Skip to content

engineering practices

Tyler Neely edited this page Nov 15, 2019 · 1 revision

Over the years that sled development has been active, some practices have been collected that have helped to reduce risks throughout the codebase.

high-level

  • Start with the correctness requirements, ignore the performance impact until the end. You'll usually write something faster by focusing on keeping things minimal anyway.
  • Throw away what can't be done in a day of coding. when you rewrite it tomorrow, it will be simpler.

testing

  • Don't do what can't be tested to be correct
  • For concurrent code, it must be delayable to induce strange histories when running under test
  • For IO code, it must have a failpoint so that IO errors can be injected during testing, as most bugs in cloud systems happen in the untested error-handling code
  • Lean heavily into model-based property testing. sled should act like a BTreeMap, even after crashes

when testing and performance collide

  • cold code is buggy code
  • if you see a significant optimization that will make correctness-critical codepaths harder to hit in tests, the optimization should only be created if it's possible to artificially increase the chances of hitting the codepath in test.
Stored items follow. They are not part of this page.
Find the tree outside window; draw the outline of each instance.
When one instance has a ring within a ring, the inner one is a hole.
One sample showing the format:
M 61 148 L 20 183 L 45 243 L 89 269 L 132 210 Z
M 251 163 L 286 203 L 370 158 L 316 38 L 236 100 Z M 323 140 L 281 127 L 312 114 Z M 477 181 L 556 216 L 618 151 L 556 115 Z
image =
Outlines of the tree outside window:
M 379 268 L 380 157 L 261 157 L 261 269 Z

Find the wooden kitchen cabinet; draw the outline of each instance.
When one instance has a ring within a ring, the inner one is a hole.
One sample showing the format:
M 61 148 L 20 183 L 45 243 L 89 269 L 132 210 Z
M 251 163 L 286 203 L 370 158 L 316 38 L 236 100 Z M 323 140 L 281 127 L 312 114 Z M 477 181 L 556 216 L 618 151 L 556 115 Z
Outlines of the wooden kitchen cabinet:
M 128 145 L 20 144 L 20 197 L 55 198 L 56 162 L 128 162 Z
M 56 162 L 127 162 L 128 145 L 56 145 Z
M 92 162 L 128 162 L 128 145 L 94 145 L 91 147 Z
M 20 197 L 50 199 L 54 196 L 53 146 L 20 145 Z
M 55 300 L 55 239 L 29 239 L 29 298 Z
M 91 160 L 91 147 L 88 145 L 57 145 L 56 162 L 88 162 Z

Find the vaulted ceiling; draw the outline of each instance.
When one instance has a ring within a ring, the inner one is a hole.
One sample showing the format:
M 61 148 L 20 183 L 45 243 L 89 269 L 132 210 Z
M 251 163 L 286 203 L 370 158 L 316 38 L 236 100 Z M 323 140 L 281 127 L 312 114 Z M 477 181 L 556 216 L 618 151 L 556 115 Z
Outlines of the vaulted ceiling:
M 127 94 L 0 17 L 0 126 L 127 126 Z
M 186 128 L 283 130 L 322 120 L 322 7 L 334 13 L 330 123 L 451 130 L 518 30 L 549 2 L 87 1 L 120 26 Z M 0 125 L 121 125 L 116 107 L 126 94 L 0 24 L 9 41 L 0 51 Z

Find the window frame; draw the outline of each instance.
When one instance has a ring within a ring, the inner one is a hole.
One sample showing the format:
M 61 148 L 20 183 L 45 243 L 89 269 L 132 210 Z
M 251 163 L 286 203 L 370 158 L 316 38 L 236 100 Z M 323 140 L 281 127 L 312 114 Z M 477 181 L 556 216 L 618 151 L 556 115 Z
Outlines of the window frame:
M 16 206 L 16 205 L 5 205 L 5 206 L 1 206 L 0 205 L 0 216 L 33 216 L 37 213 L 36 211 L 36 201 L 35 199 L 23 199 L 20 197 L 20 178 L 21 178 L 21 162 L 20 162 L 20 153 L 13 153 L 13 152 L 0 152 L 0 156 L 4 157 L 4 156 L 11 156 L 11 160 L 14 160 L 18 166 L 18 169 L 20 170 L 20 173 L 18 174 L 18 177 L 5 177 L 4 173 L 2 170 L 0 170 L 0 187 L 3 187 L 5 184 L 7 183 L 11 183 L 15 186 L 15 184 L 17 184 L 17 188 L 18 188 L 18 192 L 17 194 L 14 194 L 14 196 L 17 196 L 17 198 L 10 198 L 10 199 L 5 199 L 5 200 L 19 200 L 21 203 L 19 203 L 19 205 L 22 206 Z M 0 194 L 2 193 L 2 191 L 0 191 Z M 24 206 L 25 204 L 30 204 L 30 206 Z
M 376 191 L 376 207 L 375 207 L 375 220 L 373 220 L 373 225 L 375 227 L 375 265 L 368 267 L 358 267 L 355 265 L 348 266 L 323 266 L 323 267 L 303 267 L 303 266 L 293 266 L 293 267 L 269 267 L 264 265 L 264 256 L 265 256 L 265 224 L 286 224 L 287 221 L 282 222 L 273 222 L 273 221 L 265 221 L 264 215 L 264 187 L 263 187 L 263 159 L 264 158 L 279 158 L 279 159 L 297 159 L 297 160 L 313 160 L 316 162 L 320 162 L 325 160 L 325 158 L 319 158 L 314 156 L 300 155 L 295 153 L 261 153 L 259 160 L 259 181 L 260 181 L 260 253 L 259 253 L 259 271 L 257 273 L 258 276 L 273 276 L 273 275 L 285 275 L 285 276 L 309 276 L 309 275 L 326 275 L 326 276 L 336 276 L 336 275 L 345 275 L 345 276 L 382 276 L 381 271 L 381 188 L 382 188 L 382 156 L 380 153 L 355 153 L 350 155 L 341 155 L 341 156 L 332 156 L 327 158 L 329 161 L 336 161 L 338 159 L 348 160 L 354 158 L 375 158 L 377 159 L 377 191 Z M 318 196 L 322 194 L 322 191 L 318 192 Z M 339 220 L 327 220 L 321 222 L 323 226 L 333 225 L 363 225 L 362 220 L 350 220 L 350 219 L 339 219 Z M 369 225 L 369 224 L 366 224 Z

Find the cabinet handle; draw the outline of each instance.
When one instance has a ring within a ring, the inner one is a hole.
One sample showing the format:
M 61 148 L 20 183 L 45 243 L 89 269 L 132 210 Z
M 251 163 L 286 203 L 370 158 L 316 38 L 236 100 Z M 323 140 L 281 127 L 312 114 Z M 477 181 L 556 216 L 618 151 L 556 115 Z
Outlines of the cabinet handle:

Fox example, sled defaults to having an 8mb write buffer, but during tests we often turn it down to 512 bytes so that we can really abuse the correctness-critical aspects of its behavior.

numbers

  • No silent truncation should ever occur when converting numbers
  • No silent wrapping should occur
  • Crash or return a ReportableBug error in these cases
  • as is forbidden for anything that could lose information
  • Clippy's cast lints help us here, and it has been added to all pull requests

package

  • dependencies should be minimized to keep compilation simple

coding conventions

  • Self should be avoided. We have a lot of code, and it provides no context if people are jumping around a lot. Redundancy here improves orientation.